Drugs that are designed to spark cancer neoantigen creation and subsequently stimulate the immune system can improve outcomes for patients who do not benefit from the current generation of cancer immunotherapies.

Chronic MMR loss elicits increased expression of cancer neoantigens, and patients with MMR deficiency respond well when treated with cancer immunotherapies, specifically checkpoint inhibitors ('CPIs').
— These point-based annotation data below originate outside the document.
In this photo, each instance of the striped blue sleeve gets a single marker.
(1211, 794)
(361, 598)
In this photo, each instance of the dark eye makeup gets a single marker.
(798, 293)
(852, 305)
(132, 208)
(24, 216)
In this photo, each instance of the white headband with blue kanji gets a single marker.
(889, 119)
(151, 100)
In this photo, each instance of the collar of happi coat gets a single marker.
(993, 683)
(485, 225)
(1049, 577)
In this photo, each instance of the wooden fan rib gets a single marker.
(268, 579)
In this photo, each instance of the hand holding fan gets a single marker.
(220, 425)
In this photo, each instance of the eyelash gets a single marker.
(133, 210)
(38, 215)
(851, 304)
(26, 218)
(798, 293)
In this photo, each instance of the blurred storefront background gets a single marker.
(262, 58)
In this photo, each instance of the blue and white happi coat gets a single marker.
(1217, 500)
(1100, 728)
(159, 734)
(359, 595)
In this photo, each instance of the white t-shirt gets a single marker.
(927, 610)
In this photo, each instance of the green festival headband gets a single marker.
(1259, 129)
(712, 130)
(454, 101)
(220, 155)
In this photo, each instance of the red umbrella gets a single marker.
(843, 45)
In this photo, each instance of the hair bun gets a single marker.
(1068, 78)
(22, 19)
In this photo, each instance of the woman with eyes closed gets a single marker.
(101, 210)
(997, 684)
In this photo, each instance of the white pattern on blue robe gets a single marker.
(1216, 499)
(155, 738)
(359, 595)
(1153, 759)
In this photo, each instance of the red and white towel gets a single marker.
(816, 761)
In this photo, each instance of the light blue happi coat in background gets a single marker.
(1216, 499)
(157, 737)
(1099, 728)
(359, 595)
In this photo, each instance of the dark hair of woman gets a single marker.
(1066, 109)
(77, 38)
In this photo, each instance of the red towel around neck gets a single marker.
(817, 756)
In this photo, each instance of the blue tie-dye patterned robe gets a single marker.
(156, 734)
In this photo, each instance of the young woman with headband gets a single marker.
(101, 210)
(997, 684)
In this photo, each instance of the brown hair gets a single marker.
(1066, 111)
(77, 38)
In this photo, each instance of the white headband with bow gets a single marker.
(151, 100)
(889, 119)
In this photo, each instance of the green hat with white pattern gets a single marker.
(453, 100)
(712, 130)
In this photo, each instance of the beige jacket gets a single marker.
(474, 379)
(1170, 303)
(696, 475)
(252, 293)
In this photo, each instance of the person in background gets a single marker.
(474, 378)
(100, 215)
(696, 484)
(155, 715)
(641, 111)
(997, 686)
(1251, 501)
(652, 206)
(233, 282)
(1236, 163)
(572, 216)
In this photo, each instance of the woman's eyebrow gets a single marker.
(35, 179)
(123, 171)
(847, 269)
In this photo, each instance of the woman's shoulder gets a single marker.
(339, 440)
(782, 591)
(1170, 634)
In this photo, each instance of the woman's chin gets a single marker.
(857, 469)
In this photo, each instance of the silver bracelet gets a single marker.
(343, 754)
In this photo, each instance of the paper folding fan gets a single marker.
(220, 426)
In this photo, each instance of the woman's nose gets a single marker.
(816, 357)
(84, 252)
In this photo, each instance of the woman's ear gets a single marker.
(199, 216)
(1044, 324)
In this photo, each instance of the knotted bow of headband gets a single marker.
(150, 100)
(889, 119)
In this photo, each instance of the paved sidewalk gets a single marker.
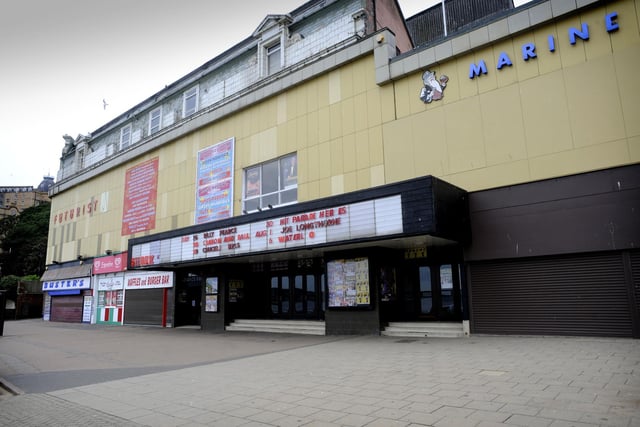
(482, 381)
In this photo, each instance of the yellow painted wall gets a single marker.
(334, 124)
(573, 110)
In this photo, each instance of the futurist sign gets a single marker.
(149, 280)
(67, 284)
(372, 218)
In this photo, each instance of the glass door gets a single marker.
(426, 291)
(297, 297)
(280, 296)
(438, 288)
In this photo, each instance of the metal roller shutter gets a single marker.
(67, 308)
(583, 295)
(635, 273)
(143, 307)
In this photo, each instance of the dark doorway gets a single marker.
(296, 292)
(188, 300)
(298, 296)
(427, 290)
(438, 288)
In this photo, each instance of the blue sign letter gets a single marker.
(475, 70)
(528, 51)
(503, 60)
(584, 34)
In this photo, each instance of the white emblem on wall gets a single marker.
(433, 88)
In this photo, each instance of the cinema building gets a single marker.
(340, 171)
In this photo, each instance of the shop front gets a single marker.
(109, 276)
(148, 298)
(356, 261)
(67, 293)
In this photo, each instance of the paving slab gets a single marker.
(155, 377)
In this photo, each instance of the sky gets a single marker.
(59, 59)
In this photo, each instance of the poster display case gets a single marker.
(348, 283)
(211, 295)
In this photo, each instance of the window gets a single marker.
(125, 137)
(155, 120)
(272, 183)
(190, 102)
(274, 62)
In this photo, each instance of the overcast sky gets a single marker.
(60, 58)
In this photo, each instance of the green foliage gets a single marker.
(24, 241)
(7, 282)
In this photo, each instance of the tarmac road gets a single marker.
(79, 375)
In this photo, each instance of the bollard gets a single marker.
(3, 304)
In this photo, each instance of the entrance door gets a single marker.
(296, 297)
(439, 292)
(188, 300)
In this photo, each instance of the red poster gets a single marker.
(110, 264)
(140, 196)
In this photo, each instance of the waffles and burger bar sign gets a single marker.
(372, 218)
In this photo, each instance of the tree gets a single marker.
(24, 241)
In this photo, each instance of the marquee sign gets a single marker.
(149, 280)
(372, 218)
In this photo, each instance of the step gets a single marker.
(424, 329)
(304, 327)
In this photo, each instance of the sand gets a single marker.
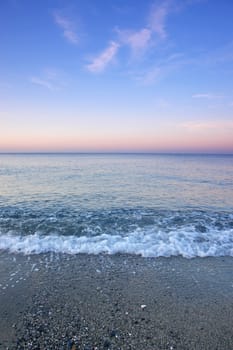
(54, 301)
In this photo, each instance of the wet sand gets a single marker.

Recently, the CPIs Keytruda and Opdivo have been approved for use in solid tumours that are deficient in MMR. This landmark event is the first time the FDA has approved a cancer treatment based on a common biomarker regardless of tumour etiology. It also represents strong clinical validation of NeoPhore's drug discovery strategy.

Research by NeoPhore’s scientific founders (Professor Alberto Bardelli and Assistant Professor Giovanni Germano) further supports our therapeutic approach; loss of certain MMR genes in preclinical models elicits continuous neoantigen generation in cancer cells, which in turn drives cancer immunity (Nature, 29 November 2017).

NeoPhore is pursuing novel and innovative approaches that build upon the well-established links between MMR function and clinical efficacy. Few mechanisms are as fundamental to cancer immunity, or are as well-proven by both pre-clinical and clinical studies.